As for the shop fitter, the rustic display unveiled to her was met with an impassive face, a lengthy, excrutiating pause, and finally a half-hearted murmur that it was OK. Only the cake maker elicited any kind of enthusiasm.
“I’ve been in this business for 36 years” was a constant refrain as if the very idea that she could have anything left to learn, even from exemplars of the trade, was a gross insult. Well I’m 28 and I’d say I’ve played football for longer than Wayne Rooney, but if I got to train with the Manchester United striker in a programme called “Grow some Venables”, where Terry Venables tries to improve the skills of park footballers, I wouldn’t have the temerity to trot out: “I was juggling a football when you were still in nappies.”
Lesson three was identify your USP – or point of difference, as Portas called it.
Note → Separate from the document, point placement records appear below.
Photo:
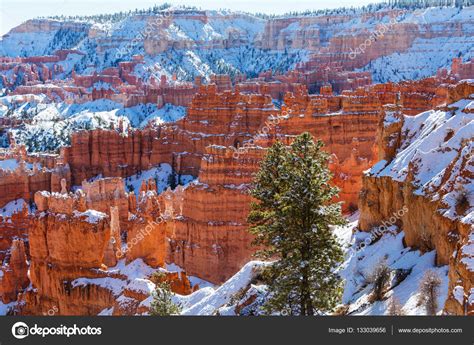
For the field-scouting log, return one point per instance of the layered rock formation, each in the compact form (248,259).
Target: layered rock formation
(425,180)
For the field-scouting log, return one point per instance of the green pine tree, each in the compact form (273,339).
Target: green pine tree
(162,304)
(291,221)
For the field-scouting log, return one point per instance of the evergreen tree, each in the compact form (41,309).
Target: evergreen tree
(292,221)
(162,304)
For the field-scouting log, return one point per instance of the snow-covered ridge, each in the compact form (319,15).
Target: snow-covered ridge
(438,147)
(192,43)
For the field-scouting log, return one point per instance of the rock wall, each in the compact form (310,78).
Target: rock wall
(428,195)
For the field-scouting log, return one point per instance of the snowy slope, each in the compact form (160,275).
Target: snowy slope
(50,125)
(439,144)
(360,264)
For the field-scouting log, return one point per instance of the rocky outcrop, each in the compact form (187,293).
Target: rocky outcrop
(423,184)
(210,238)
(14,273)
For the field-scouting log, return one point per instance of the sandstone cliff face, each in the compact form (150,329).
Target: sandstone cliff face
(14,273)
(210,238)
(425,176)
(80,264)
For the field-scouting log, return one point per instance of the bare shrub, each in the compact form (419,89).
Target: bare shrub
(429,292)
(379,279)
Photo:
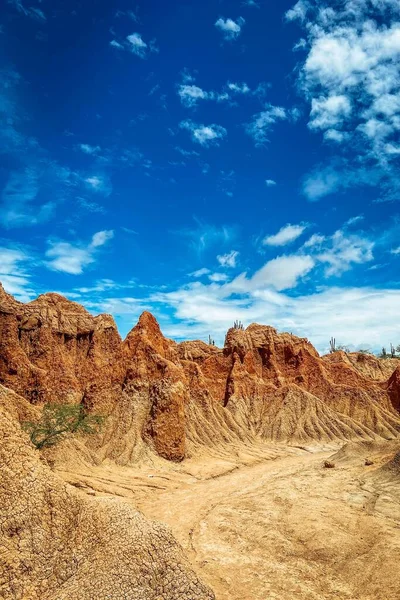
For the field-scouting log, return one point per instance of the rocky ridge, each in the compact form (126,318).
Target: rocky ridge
(170,398)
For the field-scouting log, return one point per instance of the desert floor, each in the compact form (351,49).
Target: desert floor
(272,522)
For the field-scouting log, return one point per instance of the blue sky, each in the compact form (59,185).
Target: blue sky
(208,161)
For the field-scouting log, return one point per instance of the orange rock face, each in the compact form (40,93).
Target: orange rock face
(172,398)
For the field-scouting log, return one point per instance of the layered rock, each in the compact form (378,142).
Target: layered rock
(172,398)
(57,543)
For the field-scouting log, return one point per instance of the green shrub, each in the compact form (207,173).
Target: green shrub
(58,420)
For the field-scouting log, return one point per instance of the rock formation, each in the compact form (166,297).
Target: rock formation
(171,398)
(57,543)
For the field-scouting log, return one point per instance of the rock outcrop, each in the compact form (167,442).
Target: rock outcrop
(57,543)
(171,398)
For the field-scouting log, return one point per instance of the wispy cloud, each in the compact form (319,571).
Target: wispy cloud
(88,149)
(351,77)
(32,11)
(204,235)
(74,258)
(205,135)
(287,234)
(14,273)
(192,94)
(135,43)
(230,28)
(26,196)
(99,184)
(229,259)
(262,123)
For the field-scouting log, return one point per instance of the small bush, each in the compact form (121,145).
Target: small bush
(58,420)
(329,465)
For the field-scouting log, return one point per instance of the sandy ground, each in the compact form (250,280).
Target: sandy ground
(273,523)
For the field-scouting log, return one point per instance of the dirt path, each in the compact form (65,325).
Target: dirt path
(282,529)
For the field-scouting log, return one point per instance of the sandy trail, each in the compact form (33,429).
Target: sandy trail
(284,528)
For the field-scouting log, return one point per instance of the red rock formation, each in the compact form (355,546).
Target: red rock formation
(172,397)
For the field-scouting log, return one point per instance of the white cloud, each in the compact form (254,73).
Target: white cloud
(229,259)
(88,149)
(134,43)
(191,94)
(74,258)
(99,184)
(329,112)
(204,235)
(26,199)
(358,317)
(263,122)
(32,11)
(339,176)
(101,237)
(14,274)
(283,272)
(116,44)
(230,29)
(200,272)
(218,277)
(205,135)
(351,77)
(287,234)
(343,250)
(137,45)
(238,88)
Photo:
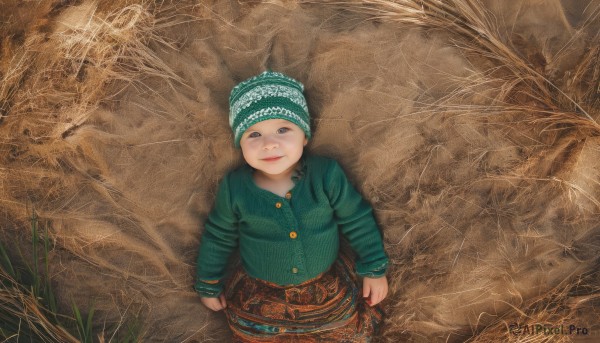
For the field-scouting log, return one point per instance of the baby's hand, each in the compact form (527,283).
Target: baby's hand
(215,304)
(374,289)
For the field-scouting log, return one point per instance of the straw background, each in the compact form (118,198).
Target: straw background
(470,126)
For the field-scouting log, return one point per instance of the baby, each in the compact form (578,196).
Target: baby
(285,210)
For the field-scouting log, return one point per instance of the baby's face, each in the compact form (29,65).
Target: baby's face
(273,146)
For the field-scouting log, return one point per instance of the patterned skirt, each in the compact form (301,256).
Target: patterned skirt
(328,308)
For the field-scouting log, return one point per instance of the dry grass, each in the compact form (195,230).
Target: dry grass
(481,164)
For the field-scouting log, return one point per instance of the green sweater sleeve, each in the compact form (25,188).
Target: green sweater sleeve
(357,223)
(219,240)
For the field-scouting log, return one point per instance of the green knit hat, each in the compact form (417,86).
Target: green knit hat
(269,95)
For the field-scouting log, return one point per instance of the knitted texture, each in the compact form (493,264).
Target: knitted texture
(270,95)
(288,240)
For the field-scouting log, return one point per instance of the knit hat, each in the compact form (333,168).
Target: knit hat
(269,95)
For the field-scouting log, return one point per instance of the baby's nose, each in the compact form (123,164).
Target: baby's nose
(270,143)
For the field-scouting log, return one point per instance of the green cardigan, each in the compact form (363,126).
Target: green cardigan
(288,240)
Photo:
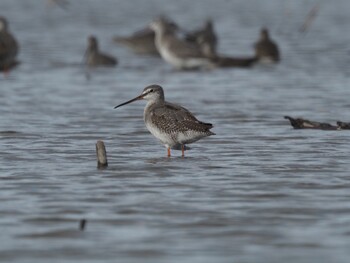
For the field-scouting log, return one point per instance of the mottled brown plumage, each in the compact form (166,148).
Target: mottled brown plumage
(172,124)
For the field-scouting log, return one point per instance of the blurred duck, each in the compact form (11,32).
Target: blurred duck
(299,123)
(205,38)
(175,51)
(8,47)
(93,57)
(142,41)
(265,49)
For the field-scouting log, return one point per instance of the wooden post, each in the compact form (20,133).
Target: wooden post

Portas quickly identified the bakery’s on-site bread-making ability as the USP, a boon given supermarkets' growing dominance and ever-widening bakery range.
But despite the fact that the in-house baker insisted that he could manage it, the bakery owner refused to countenance a serious expansion to freshly baking, on the premises, a diverse line of continental breads.
Which brings us to lesson four: have faith in, encourage and listen to your employees. and encourage them to generate ideas for the business. The on-site baker, a chap called Paul who feared he’d struggle to get another job if the business failed because of his age, was more than receptive to Portas’s ideas. Energised by the chance to do something different, not to mention compliments and encouragement from Portas, he baked a batch of artisan breads and proudly invited Portas to compare them with the best in London. Here was a man who had rediscovered a passion for his work.
Now, it would be unfair to assume that Paul was underappreciated, that he was never complimented by his boss, as TV documentaries can be edited to fit a misleading narrative flow. However, I will only point out that when pressed why she wouldn’t allow him to even have a trial run at baking the new breads, she said she didn’t think him capable, unlike the man himself.
Some people, tired of TV entrepreneurs and style gurus condescending to help us non-celebrity mortals overcome our pathetic inadequacies, will rejoice that someone finally refused to embrace their plans and bow down to their celebrity deities. This is what the Independent’s critic, Amol Rajhan, more or less argued.
But Portas is no Gordon Ramsay; she doesn’t bully, shout and spit abuse. And remember, people have to apply to this programme. Angela Maher obviously just wanted a free refit (why she believed that a TV programme about a bakery getting a new floor and a lick of paint had been commissioned is anyone's guess) and got more than she bargained for.
Update 14 June: Maher fights back. Angela Maher has responded to criticims directed at her, saying that she was misrepresented, that the BBC had "given the impression that this programme was to be a celebration of small businesses bucking the trend in the recession, while offering some advice and ideas for the future" and that she had introduced new lines to the bread range.